The tenor’s death has left me terribly changed. I loved him dearly. But you see, the news of his death told me this curse, it was coming for me next.





In Un Ballo in Maschera, the husband of the soprano Amelia is murdered, his fate sealed by a fortune-teller. I knew I could not take the stage after it was reported he’d died.





In death, then, one last role for the tenor to play with me. And then a last message for Aristafeo, left here.

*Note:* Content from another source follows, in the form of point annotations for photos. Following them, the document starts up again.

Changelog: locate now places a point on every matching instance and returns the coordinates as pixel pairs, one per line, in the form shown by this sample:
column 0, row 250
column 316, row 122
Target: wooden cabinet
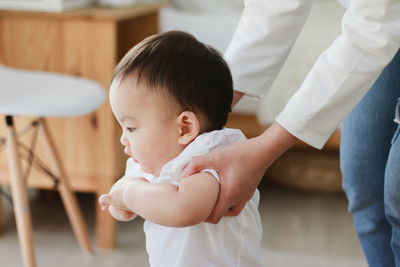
column 89, row 43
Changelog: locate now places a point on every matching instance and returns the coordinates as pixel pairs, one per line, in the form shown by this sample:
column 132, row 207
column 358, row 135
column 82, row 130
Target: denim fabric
column 370, row 165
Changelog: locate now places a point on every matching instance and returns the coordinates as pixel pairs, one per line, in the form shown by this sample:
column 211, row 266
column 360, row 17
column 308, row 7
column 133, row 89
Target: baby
column 171, row 95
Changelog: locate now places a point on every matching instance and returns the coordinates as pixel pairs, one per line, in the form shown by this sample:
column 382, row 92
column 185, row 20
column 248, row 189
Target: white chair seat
column 45, row 94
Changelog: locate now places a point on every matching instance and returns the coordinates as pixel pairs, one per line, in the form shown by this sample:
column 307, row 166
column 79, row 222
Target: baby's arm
column 113, row 201
column 189, row 204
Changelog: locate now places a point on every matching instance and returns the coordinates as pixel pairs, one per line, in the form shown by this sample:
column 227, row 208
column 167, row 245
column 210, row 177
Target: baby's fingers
column 105, row 201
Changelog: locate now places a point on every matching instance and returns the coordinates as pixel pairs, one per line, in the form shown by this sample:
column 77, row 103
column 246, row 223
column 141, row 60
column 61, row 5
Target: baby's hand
column 120, row 213
column 105, row 201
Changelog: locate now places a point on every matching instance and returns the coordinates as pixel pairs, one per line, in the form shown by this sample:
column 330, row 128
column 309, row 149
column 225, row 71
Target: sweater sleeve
column 341, row 75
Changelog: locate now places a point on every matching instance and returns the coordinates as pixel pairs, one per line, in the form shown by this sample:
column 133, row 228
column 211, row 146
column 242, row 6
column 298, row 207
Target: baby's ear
column 189, row 127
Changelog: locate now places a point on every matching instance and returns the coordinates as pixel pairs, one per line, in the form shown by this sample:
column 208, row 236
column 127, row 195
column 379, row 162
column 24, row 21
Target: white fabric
column 341, row 75
column 234, row 241
column 36, row 93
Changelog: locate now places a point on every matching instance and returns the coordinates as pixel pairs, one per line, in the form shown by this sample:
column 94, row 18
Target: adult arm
column 166, row 204
column 339, row 79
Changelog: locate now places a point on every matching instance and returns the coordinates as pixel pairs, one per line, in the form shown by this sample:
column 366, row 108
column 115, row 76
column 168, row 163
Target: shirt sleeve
column 341, row 75
column 262, row 41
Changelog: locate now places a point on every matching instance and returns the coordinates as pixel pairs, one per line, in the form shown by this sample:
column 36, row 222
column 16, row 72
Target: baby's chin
column 151, row 170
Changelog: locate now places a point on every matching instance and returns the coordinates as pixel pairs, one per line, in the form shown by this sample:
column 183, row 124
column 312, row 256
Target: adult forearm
column 275, row 141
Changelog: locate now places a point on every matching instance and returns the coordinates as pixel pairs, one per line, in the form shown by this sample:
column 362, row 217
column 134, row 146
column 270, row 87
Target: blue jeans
column 370, row 165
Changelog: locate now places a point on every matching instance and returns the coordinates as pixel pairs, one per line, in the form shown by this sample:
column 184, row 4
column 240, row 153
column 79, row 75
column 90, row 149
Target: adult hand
column 241, row 166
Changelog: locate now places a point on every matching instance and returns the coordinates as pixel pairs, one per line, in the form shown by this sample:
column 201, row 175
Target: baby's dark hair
column 192, row 73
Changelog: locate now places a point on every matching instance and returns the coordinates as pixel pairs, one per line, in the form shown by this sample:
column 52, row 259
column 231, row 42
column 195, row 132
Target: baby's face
column 150, row 130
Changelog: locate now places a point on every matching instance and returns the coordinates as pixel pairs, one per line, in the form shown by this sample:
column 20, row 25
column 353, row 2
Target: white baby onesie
column 233, row 242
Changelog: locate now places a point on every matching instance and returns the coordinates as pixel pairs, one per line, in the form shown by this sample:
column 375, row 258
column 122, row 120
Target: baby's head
column 166, row 91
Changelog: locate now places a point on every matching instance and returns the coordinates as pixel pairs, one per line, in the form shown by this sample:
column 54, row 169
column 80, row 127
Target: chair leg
column 20, row 197
column 68, row 197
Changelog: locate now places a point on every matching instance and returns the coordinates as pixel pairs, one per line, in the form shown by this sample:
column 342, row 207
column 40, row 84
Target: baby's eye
column 130, row 129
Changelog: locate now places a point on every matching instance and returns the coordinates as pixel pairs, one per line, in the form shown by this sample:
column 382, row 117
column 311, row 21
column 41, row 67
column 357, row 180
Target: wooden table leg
column 105, row 226
column 68, row 197
column 20, row 197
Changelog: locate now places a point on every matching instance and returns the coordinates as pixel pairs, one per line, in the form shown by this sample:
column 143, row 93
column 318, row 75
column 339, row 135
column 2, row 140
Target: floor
column 300, row 229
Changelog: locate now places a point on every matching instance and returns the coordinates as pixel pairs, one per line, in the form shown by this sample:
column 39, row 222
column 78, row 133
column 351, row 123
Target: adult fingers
column 219, row 211
column 195, row 165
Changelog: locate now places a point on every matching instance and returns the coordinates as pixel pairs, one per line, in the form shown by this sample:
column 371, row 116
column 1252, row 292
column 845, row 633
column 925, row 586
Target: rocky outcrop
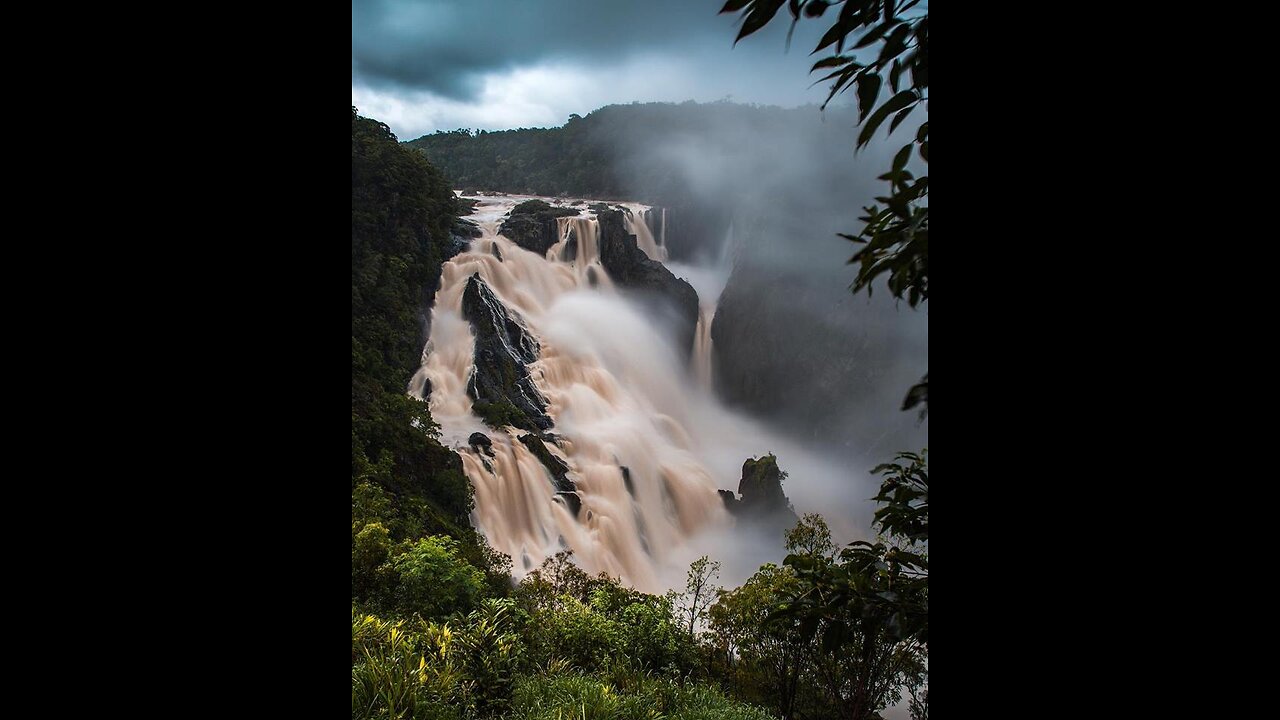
column 533, row 226
column 565, row 488
column 631, row 268
column 760, row 499
column 501, row 387
column 480, row 442
column 571, row 501
column 570, row 253
column 554, row 465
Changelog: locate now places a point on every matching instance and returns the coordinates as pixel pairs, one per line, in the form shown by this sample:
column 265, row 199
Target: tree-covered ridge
column 405, row 484
column 439, row 629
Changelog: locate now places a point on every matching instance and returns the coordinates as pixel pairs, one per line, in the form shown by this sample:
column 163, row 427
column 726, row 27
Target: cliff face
column 632, row 269
column 531, row 226
column 762, row 500
column 796, row 347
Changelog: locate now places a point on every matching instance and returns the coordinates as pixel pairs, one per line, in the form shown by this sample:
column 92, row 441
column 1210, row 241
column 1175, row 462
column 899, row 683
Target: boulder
column 501, row 386
column 480, row 442
column 554, row 465
column 631, row 268
column 531, row 224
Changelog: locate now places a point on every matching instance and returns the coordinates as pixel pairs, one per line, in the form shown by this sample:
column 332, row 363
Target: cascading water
column 647, row 445
column 638, row 224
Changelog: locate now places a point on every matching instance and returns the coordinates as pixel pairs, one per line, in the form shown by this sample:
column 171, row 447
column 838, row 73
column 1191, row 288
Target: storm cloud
column 423, row 65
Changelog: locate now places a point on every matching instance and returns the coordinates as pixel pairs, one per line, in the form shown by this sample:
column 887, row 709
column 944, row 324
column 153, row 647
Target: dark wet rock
column 730, row 500
column 455, row 245
column 760, row 499
column 533, row 226
column 480, row 441
column 501, row 386
column 572, row 501
column 570, row 251
column 641, row 529
column 554, row 465
column 760, row 484
column 631, row 268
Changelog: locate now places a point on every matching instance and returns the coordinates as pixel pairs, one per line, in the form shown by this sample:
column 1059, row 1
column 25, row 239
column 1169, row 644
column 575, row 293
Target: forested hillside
column 439, row 628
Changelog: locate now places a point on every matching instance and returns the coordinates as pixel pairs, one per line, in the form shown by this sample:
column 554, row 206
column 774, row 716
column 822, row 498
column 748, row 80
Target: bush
column 433, row 580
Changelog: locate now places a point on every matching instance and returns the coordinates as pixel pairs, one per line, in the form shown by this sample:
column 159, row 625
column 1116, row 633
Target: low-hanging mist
column 753, row 199
column 624, row 393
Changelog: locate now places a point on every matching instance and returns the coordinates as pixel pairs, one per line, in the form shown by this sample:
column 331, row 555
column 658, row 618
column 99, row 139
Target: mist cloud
column 423, row 65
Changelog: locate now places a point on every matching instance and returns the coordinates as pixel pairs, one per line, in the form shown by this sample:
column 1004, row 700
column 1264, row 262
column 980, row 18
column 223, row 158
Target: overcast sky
column 423, row 65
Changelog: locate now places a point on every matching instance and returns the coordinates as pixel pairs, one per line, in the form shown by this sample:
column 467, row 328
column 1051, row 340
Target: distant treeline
column 618, row 151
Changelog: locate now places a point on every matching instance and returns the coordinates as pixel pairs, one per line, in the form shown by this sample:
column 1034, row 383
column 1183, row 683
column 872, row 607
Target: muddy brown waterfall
column 643, row 438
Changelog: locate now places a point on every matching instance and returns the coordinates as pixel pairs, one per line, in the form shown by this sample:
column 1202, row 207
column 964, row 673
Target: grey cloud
column 446, row 48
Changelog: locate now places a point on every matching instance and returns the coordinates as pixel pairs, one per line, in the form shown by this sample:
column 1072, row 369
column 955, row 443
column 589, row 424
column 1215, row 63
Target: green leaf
column 894, row 104
column 903, row 156
column 836, row 32
column 868, row 89
column 833, row 62
column 816, row 9
column 899, row 118
column 759, row 17
column 874, row 33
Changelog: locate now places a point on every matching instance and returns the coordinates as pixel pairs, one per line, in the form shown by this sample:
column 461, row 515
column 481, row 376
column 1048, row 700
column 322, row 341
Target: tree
column 699, row 592
column 895, row 236
column 810, row 536
column 868, row 607
column 434, row 580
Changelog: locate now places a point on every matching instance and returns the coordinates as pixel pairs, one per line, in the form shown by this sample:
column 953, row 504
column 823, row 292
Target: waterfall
column 644, row 440
column 638, row 226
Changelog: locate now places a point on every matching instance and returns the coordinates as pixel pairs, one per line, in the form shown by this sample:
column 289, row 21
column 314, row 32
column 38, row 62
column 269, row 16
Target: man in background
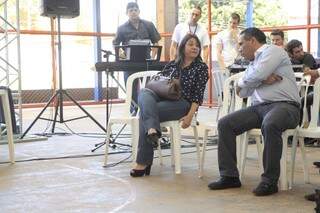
column 135, row 29
column 298, row 56
column 191, row 27
column 227, row 43
column 277, row 38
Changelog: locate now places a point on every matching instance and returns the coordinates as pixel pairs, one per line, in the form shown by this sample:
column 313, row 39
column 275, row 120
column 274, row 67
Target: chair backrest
column 229, row 96
column 315, row 105
column 143, row 77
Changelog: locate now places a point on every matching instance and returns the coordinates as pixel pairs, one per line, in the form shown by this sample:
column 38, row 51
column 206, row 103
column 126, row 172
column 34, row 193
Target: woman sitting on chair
column 153, row 109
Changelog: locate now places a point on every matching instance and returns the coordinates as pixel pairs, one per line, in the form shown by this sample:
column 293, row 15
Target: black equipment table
column 235, row 68
column 129, row 66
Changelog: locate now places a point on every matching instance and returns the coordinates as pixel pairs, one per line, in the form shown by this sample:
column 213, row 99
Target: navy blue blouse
column 193, row 79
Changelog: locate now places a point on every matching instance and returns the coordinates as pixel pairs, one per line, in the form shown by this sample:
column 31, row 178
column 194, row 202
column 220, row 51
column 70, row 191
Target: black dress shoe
column 140, row 173
column 310, row 197
column 153, row 139
column 225, row 183
column 264, row 189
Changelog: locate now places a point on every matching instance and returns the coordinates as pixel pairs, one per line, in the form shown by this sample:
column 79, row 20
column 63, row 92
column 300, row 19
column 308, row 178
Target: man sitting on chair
column 270, row 82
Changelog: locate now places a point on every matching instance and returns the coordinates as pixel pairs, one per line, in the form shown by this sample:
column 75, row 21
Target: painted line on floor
column 132, row 196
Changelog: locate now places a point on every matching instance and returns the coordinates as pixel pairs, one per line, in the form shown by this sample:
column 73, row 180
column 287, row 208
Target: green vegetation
column 266, row 13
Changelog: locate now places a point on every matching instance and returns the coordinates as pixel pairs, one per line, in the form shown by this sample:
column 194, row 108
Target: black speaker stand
column 58, row 97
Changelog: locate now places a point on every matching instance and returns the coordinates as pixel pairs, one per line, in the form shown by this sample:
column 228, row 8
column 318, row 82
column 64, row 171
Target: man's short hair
column 132, row 5
column 293, row 44
column 235, row 16
column 198, row 8
column 256, row 33
column 278, row 32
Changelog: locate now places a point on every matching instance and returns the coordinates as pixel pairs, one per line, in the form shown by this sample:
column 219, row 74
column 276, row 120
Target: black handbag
column 165, row 87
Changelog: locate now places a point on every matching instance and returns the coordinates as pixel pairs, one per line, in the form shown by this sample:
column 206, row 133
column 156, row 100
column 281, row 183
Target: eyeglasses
column 133, row 10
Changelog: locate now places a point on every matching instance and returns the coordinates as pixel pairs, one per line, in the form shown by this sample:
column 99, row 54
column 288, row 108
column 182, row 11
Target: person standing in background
column 192, row 27
column 135, row 29
column 227, row 43
column 277, row 38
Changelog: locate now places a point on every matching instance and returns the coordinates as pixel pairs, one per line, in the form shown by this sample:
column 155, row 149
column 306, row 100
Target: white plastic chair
column 218, row 80
column 127, row 118
column 175, row 139
column 311, row 131
column 257, row 135
column 228, row 105
column 8, row 122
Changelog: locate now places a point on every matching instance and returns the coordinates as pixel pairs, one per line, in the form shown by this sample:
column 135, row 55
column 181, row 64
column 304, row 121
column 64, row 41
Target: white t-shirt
column 229, row 46
column 183, row 28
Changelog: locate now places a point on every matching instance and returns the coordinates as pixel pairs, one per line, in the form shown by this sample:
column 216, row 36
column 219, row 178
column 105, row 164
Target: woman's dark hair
column 293, row 44
column 277, row 32
column 256, row 33
column 181, row 54
column 235, row 16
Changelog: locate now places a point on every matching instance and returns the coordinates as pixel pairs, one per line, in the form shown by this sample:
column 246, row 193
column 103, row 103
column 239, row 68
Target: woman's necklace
column 195, row 30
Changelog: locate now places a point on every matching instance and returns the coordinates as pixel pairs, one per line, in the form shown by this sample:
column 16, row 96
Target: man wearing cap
column 135, row 29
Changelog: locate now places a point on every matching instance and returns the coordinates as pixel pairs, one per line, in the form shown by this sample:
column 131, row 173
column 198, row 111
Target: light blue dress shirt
column 269, row 59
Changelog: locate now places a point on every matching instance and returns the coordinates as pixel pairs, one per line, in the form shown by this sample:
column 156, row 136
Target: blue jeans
column 154, row 110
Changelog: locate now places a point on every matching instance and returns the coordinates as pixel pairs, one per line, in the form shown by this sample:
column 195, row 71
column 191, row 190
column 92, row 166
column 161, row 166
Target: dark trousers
column 273, row 119
column 154, row 110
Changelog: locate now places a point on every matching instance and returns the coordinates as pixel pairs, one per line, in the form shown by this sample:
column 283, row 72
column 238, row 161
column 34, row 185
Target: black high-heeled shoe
column 140, row 173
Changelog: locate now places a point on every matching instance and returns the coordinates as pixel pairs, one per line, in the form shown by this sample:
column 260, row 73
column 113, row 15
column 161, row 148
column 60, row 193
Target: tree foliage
column 266, row 13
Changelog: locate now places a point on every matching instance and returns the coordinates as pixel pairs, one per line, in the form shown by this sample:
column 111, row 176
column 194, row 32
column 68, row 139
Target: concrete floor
column 62, row 175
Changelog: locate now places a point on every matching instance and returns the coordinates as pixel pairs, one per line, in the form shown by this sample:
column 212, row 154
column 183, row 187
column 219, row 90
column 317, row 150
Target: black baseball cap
column 132, row 5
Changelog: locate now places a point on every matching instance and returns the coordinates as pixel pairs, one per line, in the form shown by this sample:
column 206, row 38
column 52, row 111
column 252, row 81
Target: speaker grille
column 62, row 8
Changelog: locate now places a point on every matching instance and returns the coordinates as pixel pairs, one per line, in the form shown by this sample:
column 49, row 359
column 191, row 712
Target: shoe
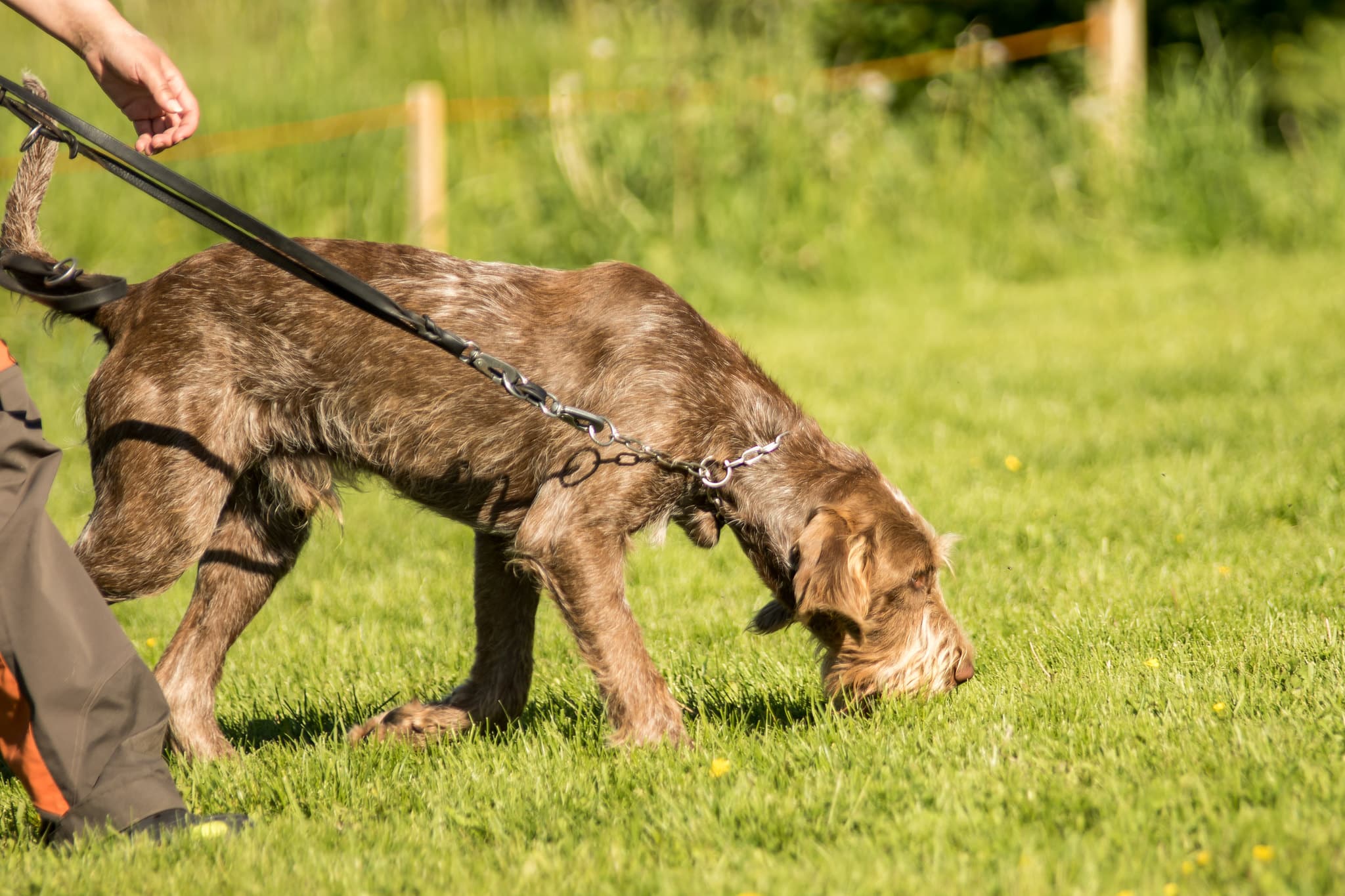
column 171, row 822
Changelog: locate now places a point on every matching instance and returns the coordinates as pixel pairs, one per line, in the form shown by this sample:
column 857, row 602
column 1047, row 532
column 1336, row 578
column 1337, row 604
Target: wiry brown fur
column 19, row 230
column 233, row 393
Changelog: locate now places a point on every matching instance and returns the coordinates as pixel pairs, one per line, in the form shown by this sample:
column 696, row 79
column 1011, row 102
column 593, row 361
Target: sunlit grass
column 1122, row 387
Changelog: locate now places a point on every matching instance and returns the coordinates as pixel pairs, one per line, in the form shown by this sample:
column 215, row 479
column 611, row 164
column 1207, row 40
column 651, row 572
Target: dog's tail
column 19, row 230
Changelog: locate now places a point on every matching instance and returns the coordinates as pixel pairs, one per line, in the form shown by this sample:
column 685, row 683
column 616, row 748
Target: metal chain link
column 600, row 430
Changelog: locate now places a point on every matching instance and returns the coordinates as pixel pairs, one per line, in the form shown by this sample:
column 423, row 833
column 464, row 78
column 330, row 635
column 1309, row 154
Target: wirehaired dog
column 234, row 396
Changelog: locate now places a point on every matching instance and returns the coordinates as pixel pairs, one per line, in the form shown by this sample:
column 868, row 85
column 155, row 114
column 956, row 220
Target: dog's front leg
column 584, row 574
column 495, row 692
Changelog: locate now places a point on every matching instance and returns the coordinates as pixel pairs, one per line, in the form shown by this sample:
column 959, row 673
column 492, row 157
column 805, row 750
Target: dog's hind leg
column 260, row 534
column 506, row 610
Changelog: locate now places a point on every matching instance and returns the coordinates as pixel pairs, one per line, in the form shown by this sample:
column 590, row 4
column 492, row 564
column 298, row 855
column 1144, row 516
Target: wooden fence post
column 1116, row 64
column 428, row 165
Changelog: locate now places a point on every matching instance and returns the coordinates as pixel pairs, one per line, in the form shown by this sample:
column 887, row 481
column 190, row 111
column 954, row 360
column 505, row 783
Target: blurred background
column 736, row 156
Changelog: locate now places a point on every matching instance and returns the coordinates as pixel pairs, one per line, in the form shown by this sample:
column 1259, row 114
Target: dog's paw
column 657, row 735
column 413, row 723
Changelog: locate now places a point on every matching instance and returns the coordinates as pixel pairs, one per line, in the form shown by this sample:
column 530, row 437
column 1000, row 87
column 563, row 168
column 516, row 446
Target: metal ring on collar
column 707, row 476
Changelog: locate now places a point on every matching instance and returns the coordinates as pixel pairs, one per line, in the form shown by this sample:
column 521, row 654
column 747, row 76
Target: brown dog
column 234, row 395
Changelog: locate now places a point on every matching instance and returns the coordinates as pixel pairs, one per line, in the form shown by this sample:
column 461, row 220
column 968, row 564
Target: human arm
column 128, row 66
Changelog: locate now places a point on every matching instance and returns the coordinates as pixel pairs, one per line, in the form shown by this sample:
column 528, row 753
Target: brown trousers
column 82, row 720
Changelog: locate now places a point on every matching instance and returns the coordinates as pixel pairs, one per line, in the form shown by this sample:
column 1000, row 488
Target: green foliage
column 1153, row 332
column 854, row 30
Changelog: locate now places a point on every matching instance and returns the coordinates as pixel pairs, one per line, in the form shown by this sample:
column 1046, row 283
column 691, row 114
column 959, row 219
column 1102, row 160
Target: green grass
column 1169, row 375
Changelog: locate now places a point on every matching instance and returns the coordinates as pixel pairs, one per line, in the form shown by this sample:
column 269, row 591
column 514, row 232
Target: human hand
column 146, row 85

You may understand then why it is so important to me to per form this last role, to create the role as written for me. The worst that might happen? That I would lose my voice.





When I returned, I went to the desk to pay for Aristafeo’s rooms with some of the new money from Barnum, but he was gone.





Epilogue


LE CHARME OPèRE. The spell works.

The crowds begin at the pier the day we arrive, vast and dark, wet from the rain, like a funeral for a head of state.

On seeing the gangplank lower, they say my name as if singing in a discordant round, Lilliet Berne, Miss Berne, Lilliet Berne, Miss Berne, vive La Générale!

The gangplank lands on the dock and even the crew is cheered by the crowd until I emerge. At the foot of it waits one Mr. Frederick March, Mr. Barnum not in sight.

I’d know later the reason Mr. Barnum hadn’t been there—there’d been one more journalist to strong-arm, one more feature story to run. The morning editions of the New York papers waited for me at my hotel, all with stories of the diva who’d fled the stages of Europe for fear of a curse, here now to perform on her final farewell tour, this circus her first official visit to America. As I stood finally in the air and the cheering crowd roared, I raised my hand to keep out the rain and waved to them.

My name, taken from the little graveyard by the East River, hadn’t sounded like the stolen thing it was in years.

Mermaids and nightingales, Columbus wrote, of what he saw in the New World. Creatures of music, monstrous and fair. I was home.

§

The Americans favor a dark color, at least in New York, the people there colored like crows and sparrows. When I make my first entrance, on a trapeze decorated like a crescent moon, I feel them below me, the heat of them rising through the cold night air, the tobacco, the smoke, the cologne, and the perfume all together. I watch the jewels of the women flash in the dark as I descend. When I look down, the indigo silk panels to the backdrops, hung to make it look like night, are not as dark as the crowd, and so it looks, each time as I enter the ring, as if some of the real night from outside has come inside to wait below me.

My future, then: a traveling show, a hippodrama with a year-long tour featuring two stars, a beautiful young man from Paris who plays the captured angel and me. And now we are in trains, the opera about a circus now a circus opera; and the crowds move in and out, all applause and tobacco, oily smoke off the tapers; and the tents rise, fill, fall. The angel wears taxidermy wings taken from a condor and isn’t, according to the posters, allowed to fly because then he might “escape.” He holds me tightly instead from behind as I ride the horse with him around the tent, the wings flapping in an imitation of flight. The man himself never wants to leave, and sometimes neither do I.

Though there’s only one escape I long for now.

The boy who plays the angel in our show is from Pest. He’s unspeakably beautiful, taller than aerialists usually are, with pale white skin to match my own and long dark hair that flies in the air behind him like a flag. He’s from a family of aerialists; his family has performed in circuses for at least a century. Perhaps since the birth of Christ. He launches himself into the air with only a rope tied to the roof of the tent. The prop master and the taxidermist used three normal condor wings each to make them. No living thing has ever used them to fly.